Earlier this month, Willie Nelson debuted the first entry in his new archival project, aptly titled Willie’s Stash. This is the first volume of the legend’s new endeavor, and it focuses on recordings performed with Sister Bobbie, Nelson’s sister. Now, his buddies have been doing this for a long time, archival projects are nothing new to Bob Dylan fans, Neil Young fans, or even fans of more modern bands like Wilco. The question, rather, is whether or not Nelson’s similar project stands up against the rest.
Unfortunately, it really does not. The benefit of the archival notion is to greet fans with special recordings that add and give better context to the material they have already grown to love. At the very least, an archival project should have hidden gems that fans go berserk over. At the best, these kind of projects should provide an entirely different view of the artist, perhaps capturing them in intimate moments of their career that have been long forgotten. December Day, Nelson’s new 18-song collection, does not do that.
If there was one word to describe Willie Nelson’s new archival project, it would probably be monotonous. There is not much of anything special about these sessions; they were conceived on the bus ride in between tour stops and Nelson enjoyed jamming along with his sister. Audiences may think that the family element of the record is endearing and personal, but in honesty, they probably will not even connect the dots that it is a family record at all. Bobbie Nelson’s contributions are minimal, and the material just drags on through ballads and slow tempo tracks. They are jazzy, folksy, and perfect backdrop music to a quaint coffee shop, but nothing more.

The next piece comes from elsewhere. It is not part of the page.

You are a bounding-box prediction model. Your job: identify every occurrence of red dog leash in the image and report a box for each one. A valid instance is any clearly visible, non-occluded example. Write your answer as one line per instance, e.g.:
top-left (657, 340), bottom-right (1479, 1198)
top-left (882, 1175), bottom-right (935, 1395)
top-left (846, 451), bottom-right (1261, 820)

Band of Brothers, Willie Nelson’s last official studio release, was powerful. It demanded the attention of his fan base, reigniting a flame for his music after over 60 years in the industry. It was daring and challenging, fresh and evocative. It was everything that December Day is not. While tracks like Summer of Roses and Who’ll Buy My Memories are certainly worth throwing into a romantic playlist, the album will put fans to sleep as they embark on an hour-long listening journey that feels much, much longer. Unexpected flare will not abruptly arise like during Band of Brothers; fans can rest assured that this collection will defeat even the most crippling insomnia.
It is a shame that Willie Nelson’s new archival project, December Day, is such a bore. It feels like a record that Nelson got too emotionally attached to in order to realize that not only does it drag on and on, but as it drags on, he repeatedly attempts to put it out of its misery to no avail. It is as if for the first time in 80 years, Nelson got incredibly sober, flipped through some family photo albums, got nostalgic, remembered he had some equally as painstaking recordings from the last time he was sober, and put them all out in one record. Hopefully Willie Nelson and Trigger will bounce back for Volume Two.